The reason for this is that I am pondering over the N50 with an inbuilt wireless card. Trouble is, is that it only has an802.11b card (I assume that this may be due to a higher power consumption, then again a may have assumed wrong).

If it is possible then what would the drawbacks be?

Any help will be much appreciated as this looks like a grat PDA for the price. And I know acer to be pretty damn good with the quality of their desktops so I hope that this will follow through top theier PDA's. Unless anyone could correct me here...

Thanks all!
 
Yes, it'll work fine.
As soon as it associates, you can expect a reduction in throughput with any other hosts (even if they're 802.11g) though.
 
Could you elaborate on "redution in throughput"?
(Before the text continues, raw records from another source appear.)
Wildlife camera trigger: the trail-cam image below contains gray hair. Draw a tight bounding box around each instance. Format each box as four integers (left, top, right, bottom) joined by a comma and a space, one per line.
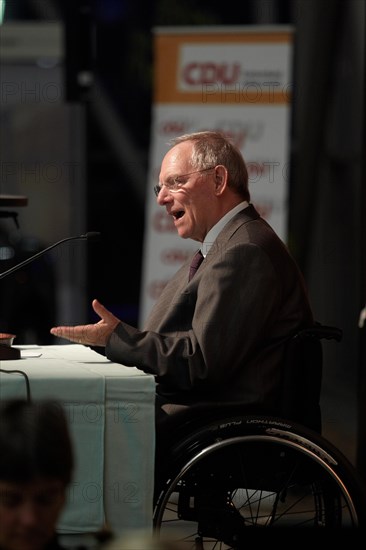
169, 131, 250, 201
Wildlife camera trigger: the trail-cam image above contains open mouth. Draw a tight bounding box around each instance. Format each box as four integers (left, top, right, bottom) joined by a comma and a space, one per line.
172, 210, 185, 220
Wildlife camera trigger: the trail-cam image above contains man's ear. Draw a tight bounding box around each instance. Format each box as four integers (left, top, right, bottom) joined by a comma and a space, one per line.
214, 165, 228, 194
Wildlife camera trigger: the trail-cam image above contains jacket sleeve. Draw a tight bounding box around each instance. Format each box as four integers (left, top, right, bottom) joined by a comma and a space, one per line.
105, 242, 281, 392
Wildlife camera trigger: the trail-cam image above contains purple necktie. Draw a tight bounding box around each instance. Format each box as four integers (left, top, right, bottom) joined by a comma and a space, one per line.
189, 250, 204, 281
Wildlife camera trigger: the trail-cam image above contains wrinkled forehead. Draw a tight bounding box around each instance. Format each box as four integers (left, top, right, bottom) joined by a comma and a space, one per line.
160, 142, 194, 180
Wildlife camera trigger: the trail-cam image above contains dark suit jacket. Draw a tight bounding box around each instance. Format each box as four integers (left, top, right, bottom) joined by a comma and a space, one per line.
106, 204, 314, 416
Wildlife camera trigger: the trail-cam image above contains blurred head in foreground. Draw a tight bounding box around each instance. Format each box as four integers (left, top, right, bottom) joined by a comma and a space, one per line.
0, 399, 73, 550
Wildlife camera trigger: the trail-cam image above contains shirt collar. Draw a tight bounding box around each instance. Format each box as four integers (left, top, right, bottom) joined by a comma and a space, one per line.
201, 201, 249, 257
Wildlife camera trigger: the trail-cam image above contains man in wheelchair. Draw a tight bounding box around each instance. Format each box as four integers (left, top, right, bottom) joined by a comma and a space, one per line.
51, 131, 316, 425
50, 132, 366, 534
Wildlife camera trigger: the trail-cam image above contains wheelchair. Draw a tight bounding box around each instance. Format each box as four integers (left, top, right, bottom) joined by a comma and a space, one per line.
153, 325, 366, 544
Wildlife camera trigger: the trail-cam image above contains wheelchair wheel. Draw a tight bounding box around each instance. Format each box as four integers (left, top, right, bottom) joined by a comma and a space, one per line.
153, 415, 366, 544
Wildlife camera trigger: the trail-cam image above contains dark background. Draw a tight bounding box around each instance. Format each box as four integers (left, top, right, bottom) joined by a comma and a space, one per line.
1, 0, 365, 477
2, 0, 300, 327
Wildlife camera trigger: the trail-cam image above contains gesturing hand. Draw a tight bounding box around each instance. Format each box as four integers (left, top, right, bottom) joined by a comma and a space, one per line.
50, 299, 120, 346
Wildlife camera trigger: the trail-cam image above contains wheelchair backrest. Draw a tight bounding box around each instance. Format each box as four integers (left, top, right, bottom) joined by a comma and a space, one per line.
280, 324, 342, 432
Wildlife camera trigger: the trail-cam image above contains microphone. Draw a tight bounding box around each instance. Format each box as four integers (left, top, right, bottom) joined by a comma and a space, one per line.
0, 232, 100, 360
0, 232, 101, 280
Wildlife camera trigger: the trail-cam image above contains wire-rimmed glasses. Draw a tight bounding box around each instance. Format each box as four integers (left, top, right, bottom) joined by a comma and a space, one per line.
153, 167, 215, 197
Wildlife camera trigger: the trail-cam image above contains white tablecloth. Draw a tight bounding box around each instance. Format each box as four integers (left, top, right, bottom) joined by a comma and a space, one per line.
0, 345, 156, 536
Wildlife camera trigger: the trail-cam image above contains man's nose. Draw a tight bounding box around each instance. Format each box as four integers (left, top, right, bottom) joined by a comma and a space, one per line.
156, 186, 172, 204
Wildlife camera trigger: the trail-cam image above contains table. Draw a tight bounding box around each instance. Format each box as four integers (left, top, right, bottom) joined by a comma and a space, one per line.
0, 344, 156, 537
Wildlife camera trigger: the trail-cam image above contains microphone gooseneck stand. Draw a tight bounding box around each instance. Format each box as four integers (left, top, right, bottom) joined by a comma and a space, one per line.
0, 232, 101, 360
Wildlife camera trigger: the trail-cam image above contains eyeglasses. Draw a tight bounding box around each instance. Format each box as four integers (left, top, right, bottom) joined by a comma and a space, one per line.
154, 167, 215, 197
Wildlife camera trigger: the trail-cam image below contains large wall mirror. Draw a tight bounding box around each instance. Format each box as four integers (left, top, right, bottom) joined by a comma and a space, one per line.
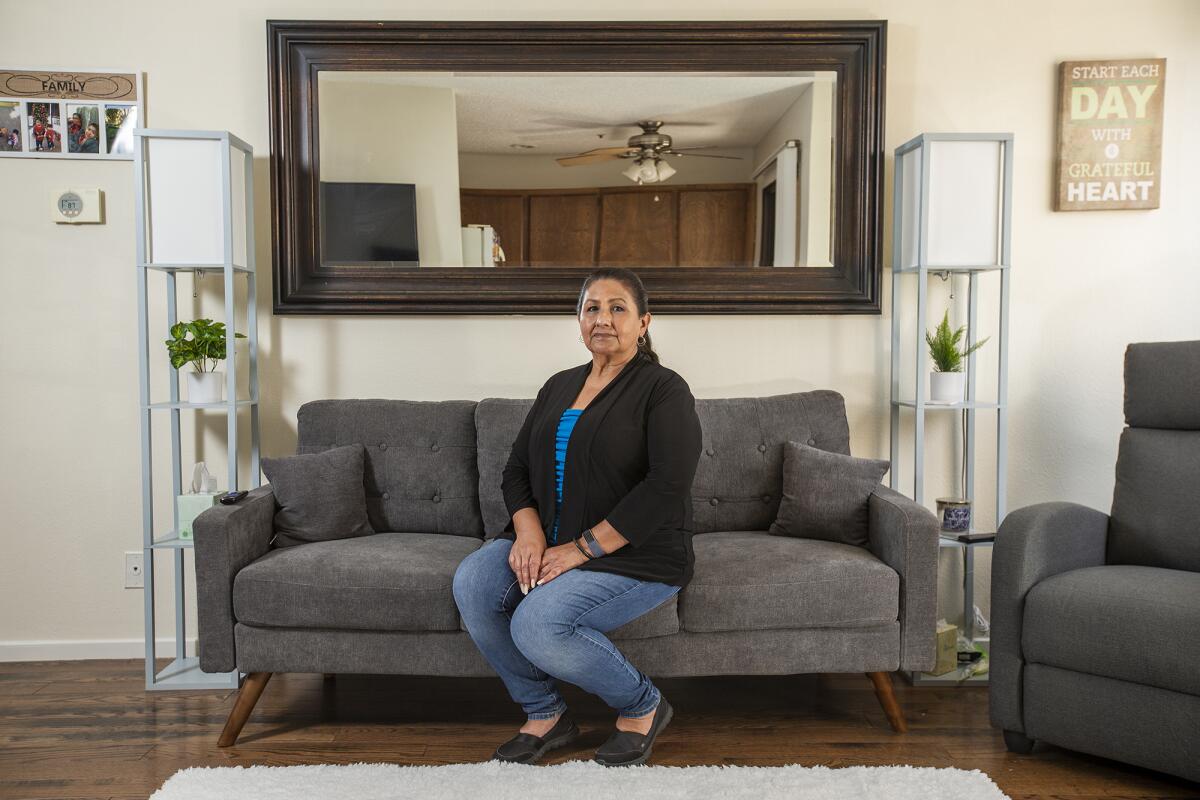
268, 21, 886, 314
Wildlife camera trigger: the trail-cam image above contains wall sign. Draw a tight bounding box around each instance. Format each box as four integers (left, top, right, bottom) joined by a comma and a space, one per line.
0, 69, 144, 160
1055, 58, 1166, 211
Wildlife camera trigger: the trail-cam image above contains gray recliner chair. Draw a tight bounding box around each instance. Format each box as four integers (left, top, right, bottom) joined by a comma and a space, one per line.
989, 340, 1200, 784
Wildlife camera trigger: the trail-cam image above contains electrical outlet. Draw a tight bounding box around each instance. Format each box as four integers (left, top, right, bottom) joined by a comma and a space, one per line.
125, 551, 144, 589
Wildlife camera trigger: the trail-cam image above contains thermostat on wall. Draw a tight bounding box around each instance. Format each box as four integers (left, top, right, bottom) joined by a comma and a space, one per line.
50, 188, 104, 224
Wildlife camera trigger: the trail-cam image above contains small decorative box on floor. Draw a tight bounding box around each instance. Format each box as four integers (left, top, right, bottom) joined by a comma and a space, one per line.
930, 620, 959, 676
177, 492, 221, 539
From my understanding, g refers to the wireless range rather then the speed (54Mbps / 108 Mbps). So do you mean there would be a loss in wireless coverage given by the wireless access point or a loss in speed?

Thanks for the reply!
 
bluetech said:
From my understanding, g refers to the wireless range rather then the speed (54Mbps / 108 Mbps).

802.11g does 54Mbps, 802.11b does 11Mbps. If you bond two channels you get 108Mbps, but that isn't in the standard. It certainly doesn't refer exclusively to the range.

As soon as an 802.11b device associated, you'd see a reduction in throughput, not range. Throughput = "speed", though a dictionary could've answered that part.
 
Yep, in laymans terms, basically, any device that then associates, be it B or G will only work at a max of B speeds.
 
One drawback may be that b devices often only support WEP encryption with smaller security keys, so if your using WPA security or WEP with a long key you may have to change.

My b devices comminicate at b speeds whilst the rest of my 108 mbps devices say they are still at full speed but actual perform better than b but slower than beofre.

Should not be an issue if your sharing internet access rather than transferring large files over your internal network and you can allways turn the N50 off.